Intel® Fortran Compiler
Build applications that can scale for the future with optimized code designed for Intel® Xeon® and compatible processors.

local type(c_ptr) in a multithreaded code

Alfredo
Beginner
569 Views

Hello,

I'm having a few issues with a type(c_ptr) variable declared inside a routine which is called by multiple threads at the same time. I managed to reproduce the problem in a small code with OpenMP (the actual code is multithreaded with pthreads instead). Take these two files:

main.f90

program main

  !$omp parallel do
  do i=1, 4
     call sub
  end do
  !$omp end parallel do

  stop
end program main

and sub.f90

subroutine sub
  use iso_c_binding
  use omp_lib
  
  type(c_ptr), target :: a
  integer, target :: b

  write(*,*)omp_get_thread_num(),c_loc(a),c_loc(b)

  return
end subroutine sub

If I compile like this

ifort -c sub.f90; ifort -openmp sub.o main.f90

and execute the program with 4 threads I get this result

           2               7014976       139788471495016
           1               7014976       139788475693416
           3               7014976       139788467296616
           0               7014976       140734651561704

which shows that the address of the b variable is different for all threads (like it should be) but the address of a is, instead, the same. As far as I understand the OpenMP specifications, this behavior is not correct, am I right?

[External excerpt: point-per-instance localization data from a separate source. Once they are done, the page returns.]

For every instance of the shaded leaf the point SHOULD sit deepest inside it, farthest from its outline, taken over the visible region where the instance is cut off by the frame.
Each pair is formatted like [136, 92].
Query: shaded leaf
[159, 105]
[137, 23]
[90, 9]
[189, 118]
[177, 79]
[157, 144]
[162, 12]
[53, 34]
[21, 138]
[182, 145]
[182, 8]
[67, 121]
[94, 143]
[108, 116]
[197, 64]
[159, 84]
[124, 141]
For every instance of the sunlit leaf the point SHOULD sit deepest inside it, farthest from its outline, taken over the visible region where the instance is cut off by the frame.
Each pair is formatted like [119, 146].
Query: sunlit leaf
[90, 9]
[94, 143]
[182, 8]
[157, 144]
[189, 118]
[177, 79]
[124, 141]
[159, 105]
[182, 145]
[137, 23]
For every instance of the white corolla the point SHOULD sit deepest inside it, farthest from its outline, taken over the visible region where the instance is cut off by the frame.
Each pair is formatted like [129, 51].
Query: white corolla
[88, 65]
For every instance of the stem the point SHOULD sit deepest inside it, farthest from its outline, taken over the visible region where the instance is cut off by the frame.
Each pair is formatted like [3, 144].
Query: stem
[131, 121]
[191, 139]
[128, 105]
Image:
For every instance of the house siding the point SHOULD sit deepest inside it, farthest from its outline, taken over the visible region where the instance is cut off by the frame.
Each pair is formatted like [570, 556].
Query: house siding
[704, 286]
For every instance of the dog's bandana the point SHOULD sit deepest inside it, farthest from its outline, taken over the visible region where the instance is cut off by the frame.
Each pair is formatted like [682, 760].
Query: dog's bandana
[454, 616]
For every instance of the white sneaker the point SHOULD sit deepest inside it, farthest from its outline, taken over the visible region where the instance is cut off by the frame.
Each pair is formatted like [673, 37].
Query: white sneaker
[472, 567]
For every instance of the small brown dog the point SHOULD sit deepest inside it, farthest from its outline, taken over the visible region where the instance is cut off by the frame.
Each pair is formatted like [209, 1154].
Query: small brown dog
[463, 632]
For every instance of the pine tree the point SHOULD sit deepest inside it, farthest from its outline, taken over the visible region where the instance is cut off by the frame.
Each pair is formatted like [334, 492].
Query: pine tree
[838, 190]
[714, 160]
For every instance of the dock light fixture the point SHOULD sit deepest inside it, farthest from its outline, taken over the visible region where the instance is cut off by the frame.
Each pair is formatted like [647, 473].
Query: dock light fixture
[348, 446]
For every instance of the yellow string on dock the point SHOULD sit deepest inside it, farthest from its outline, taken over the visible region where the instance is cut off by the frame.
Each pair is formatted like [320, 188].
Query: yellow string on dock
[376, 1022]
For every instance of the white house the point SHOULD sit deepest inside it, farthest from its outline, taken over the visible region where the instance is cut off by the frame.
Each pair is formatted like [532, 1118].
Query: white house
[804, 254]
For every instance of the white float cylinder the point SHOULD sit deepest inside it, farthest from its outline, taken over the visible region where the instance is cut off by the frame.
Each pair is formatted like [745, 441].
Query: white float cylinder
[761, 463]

If I compile the sub.f90 file with the -openmp flag, then the code works as expected.

Everything works ok with gfortran (with and without the -fopenmp flag for compiling sub.f90).

Am I missing something?

Thanks,

alfredo

 

 

 

 

 

 

 

 

 

0 Kudos
1 Solution
Ron_Green
Moderator
569 Views

This has very little to do with the OpenMP standard.  Rather, this is an issue on whether AUTOMATIC or SAVE is set for local variables.  You can read the documentation on:

-auto  and -auto-scalar

-recursive

-save

auto-scalar applies to intrinsic types INTEGER, REAL, COMPLEX, and LOGICAL ( hence B in your sample, but NOT A since it's not an intrinsic type).  To set AUTO for non-intrinsic types such as A, you need to use -auto, -recursive, or -openmp all of which set -auto.

What other compilers do wrt auto vs save for non-intrinsic types is irrelevant.  Ours requires one of the 3 options listed above.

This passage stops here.